Melander Friestleben said such groups have played a role in attempts to preserve segregated schools and to remove "contracted teachers of color without due process."

"De-centering that means understanding that history in order to identify any present indicators that may be operating in that same light," she told Fox News on Saturday.

Lifting up voices of color could include inviting an Indigenous parent as a guest speaker to discuss Native American geographical names like Minnesota, Minnehaha, and Minnetonka, she said.

Parents Defending Education, a grassroots organization that opposes liberal indoctrination in schools, uncovered the letter. The group said principals should focus on preserving diversity of thought and prioritize educational goals. 

"John Lewis believed in diversity of thought and knew that every child needed to be literate and numerate if they were to have the agency and opportunity he so wanted for Black Americans and all Americans," Erika Sanzi, the group’s director of outreach said on Saturday. "The idea that 162 principals think they are honoring his legacy by citing nonexistent research to defend prioritizing the ‘decentering of whiteness’ over the basic responsibility of teaching children to read, write and do basic arithmetic is troubling, but certainly not good trouble."


Lewis was also a keynote speaker at the March on Washington in 1963, where Dr. Martin Luther King Jr. delivered his "I Have A Dream" speech. He was a lifelong advocate for civil rights, was one of the original Freedom Riders, and had been severely beaten on more than one occasion – in response to nonviolent protests.

Days after the March on Washington, a group of Ku Klux Klan members bombed a Black church in Birmingham, Alabama – killing four children. The letter points to the racial integration of the city’s schools as a motive for that bombing.

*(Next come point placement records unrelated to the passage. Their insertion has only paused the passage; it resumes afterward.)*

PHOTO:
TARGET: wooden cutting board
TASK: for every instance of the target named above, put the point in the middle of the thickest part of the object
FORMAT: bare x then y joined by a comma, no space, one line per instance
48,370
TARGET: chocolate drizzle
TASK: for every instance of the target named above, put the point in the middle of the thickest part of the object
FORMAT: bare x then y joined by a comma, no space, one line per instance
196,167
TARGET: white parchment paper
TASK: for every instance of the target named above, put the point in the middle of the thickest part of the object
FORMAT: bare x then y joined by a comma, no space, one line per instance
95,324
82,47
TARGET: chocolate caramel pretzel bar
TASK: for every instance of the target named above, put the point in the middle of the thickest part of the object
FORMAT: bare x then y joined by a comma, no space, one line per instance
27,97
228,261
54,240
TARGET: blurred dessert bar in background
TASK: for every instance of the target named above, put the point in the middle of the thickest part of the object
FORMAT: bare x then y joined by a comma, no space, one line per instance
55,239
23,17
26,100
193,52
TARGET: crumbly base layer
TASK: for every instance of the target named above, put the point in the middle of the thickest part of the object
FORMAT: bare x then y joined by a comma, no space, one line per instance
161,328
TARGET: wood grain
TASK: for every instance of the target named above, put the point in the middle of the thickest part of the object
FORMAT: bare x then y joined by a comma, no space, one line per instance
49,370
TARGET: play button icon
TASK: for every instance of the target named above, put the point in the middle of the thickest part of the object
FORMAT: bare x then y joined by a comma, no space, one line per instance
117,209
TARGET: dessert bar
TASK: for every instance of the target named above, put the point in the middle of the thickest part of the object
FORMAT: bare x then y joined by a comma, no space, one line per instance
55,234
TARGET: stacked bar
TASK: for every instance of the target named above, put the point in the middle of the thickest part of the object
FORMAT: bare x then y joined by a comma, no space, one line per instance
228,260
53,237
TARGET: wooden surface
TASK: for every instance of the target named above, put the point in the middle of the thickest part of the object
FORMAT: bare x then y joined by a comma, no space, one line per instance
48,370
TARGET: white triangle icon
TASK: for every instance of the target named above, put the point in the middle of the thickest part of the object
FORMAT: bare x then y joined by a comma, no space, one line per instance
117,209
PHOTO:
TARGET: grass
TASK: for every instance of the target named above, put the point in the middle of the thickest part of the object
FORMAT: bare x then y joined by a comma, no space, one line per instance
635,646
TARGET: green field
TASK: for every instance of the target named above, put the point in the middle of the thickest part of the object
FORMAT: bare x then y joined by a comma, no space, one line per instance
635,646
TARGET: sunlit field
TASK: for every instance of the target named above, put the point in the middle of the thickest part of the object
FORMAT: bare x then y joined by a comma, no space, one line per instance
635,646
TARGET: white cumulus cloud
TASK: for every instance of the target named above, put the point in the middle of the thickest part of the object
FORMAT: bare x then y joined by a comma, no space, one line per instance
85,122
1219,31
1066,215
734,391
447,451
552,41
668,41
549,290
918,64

"We write today, 57 years later, to say the fight for educational equality rages on," the principals’ letter reads. 

The principals also compared the education system which they help lead to the Berlin Wall, which separated East and West Germany until the collapse of communism in 1989.

"And though we are operating in realities where national educational leaders have never been educators and state educational leaders uphold whiteness as the standard, we also serve in a reality where some of us operate under local elected and appointed leaders that exhibit deep commitment and courage, but others of us do not," the letter reads. "And yet still, we have fire in our bones and conviction in our hearts to see these walls come down like 1989 Berlin."


The fall of the Berlin Wall on Nov. 9, 1989, was a major symbol of the end of the Cold War and the triumph of capitalism and democracy over communism and authoritarianism. It also paved the way for the reunification of Germany a year later. In the following decades, the country returned to being one of Europe’s leading economies.

"Principals comparing their responsibility as educators in the United States in 2021 to tearing down the Berlin Wall is a red flag," Sanzi said. "It shows that they subscribe to an ideology that is ahistorical and far afield from their obligations as educators of other peoples’ children. While they cheer the collapse of an authoritarian regime in 1989, their version of ‘good trouble’ seems pretty authoritarian."

Melander Friestleben defended the Berlin Wall comparison. 

"Minnesota has been leading the country in educational outcome disparities amongst students of color and white students for almost two decades now. That’s the symbolism, for me, in walls coming down: seeing those outcomes tumble," she told Fox News.

Good Trouble Principals began as a Facebook group, according to its website. The principals eventually drafted the statement to declare their position and "walk our talk."


The Facebook group has more than twice as many members as the letter has signatures. Its description gives a shout-out to Abolitionist Teaching Network founder Bettina Love – whose work the White House recently said it cited in "error" and removed from its coronavirus reopening guidance for schools.

The Abolitionist Teaching Network has claimed that "Whiteness" is a form of oppression and accused the U.S. educational system of the "spirit murder" of "Black, Brown and Indigenous children."